Who knew that anti-choice activists were actually trying to increase the number of second-trimester abortions? Because that’s precisely what they’ve done with their ill-advised, ongoing and ineffective attempts to restrict women’s access to safe, legal healthcare.
While the American public has repeatedly rejected laws that would make abortion illegal and treat women like criminals, anti-choice lawmakers in twenty-four states have resorted to chipping away at abortion rights by making access more difficult by mandating counseling and waiting periods. Proponents of these tactics claim that they are designed to give women time and information upon which to base their decision to have an abortion.
But these barriers are really ruses to block access. They reinforce the myth that abortion is a decision that women take lightly. The unmitigated truth is that women facing unwanted pregnancies will have already carefully weighed their options before even picking up the phone to make an appointment with a provider. Women evaluate what is best for them based upon their needs and the needs of their families, often consulting with people whom they trust, like family, a partner, and friends.
A Guttmacher Institute paper released today ("The Impact of State Mandatory Counseling andWaiting Period Laws on Abortion: A Literature Review") once and for all validates the pro-choice community’s opposition to obstacles like waiting periods and mandatory counseling sessions, finding that they do not reduce abortion rates, but rather cause unnecessary burdens. With the exception of one state that saw a decrease in abortions overall–though, critically, along with a concurrent increase in second-trimester abortions–not a single restriction showed any evidence of decreasing abortions.

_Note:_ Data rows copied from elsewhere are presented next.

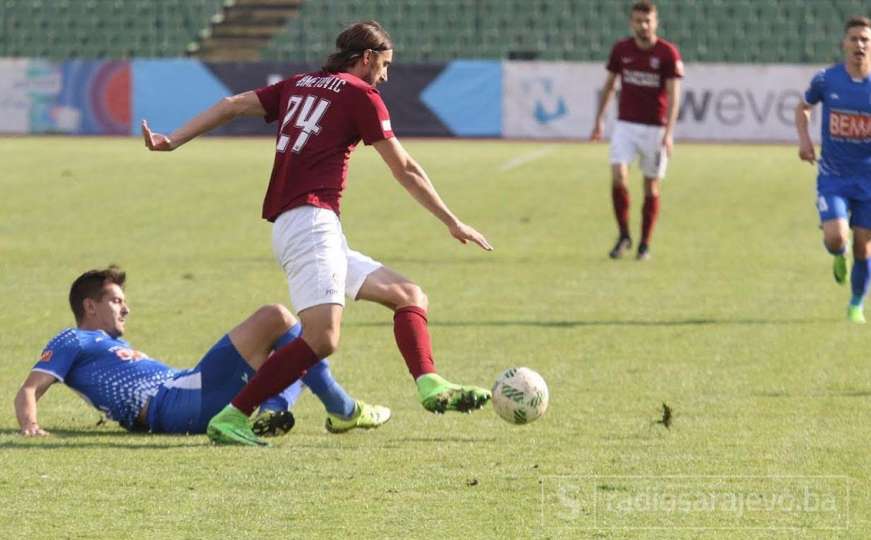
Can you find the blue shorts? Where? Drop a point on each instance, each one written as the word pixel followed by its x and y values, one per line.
pixel 187 402
pixel 840 197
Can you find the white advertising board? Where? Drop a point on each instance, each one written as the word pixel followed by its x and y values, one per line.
pixel 719 102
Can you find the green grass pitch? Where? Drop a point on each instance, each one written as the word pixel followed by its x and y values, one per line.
pixel 735 324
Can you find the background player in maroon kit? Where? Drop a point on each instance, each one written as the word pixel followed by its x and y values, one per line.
pixel 650 69
pixel 323 115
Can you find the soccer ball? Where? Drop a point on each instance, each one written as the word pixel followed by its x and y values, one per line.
pixel 520 395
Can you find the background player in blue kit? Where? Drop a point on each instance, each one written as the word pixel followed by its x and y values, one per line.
pixel 144 394
pixel 844 180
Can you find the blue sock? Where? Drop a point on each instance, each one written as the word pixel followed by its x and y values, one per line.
pixel 859 280
pixel 318 379
pixel 332 395
pixel 836 251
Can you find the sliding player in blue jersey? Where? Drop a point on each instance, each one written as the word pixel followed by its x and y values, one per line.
pixel 844 180
pixel 144 394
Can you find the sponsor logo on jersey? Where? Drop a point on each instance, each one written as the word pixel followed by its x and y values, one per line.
pixel 641 78
pixel 850 125
pixel 126 354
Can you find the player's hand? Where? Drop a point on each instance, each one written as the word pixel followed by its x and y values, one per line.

Anti-choice activists have therefore succeeded not in reducing abortion rates, but in increasing the number of second-trimester abortions and in making life more difficult for women facing unwanted pregnancies. Because, while women aren’t changing their minds about abortion based on these barriers, they do find themselves jumping through more hoops to circumvent them. Women are having more second-trimester abortions (on average, 3 weeks later than their original intent) on account of these barriers or are traveling to other states with less burdensome restrictions.
Waiting periods cause the added burden of having to visit a provider twice, requiring them to take extra time off from work and finding extra child care. For women who have to travel long distances to reach a provider who will perform an abortion, traveling back and forth to that site twice presents a double barrier. Counseling sessions could have the effect of shaming women who have already weighed all their options and decided on abortion as the best option for them.
If anti-choice activists are really interested in reducing abortions, then they would be wise to take the statistics into account before pressing forward with further barriers to women’s access.
If they want to increase later abortions and make women’s lives even harder–well they’ve already done that.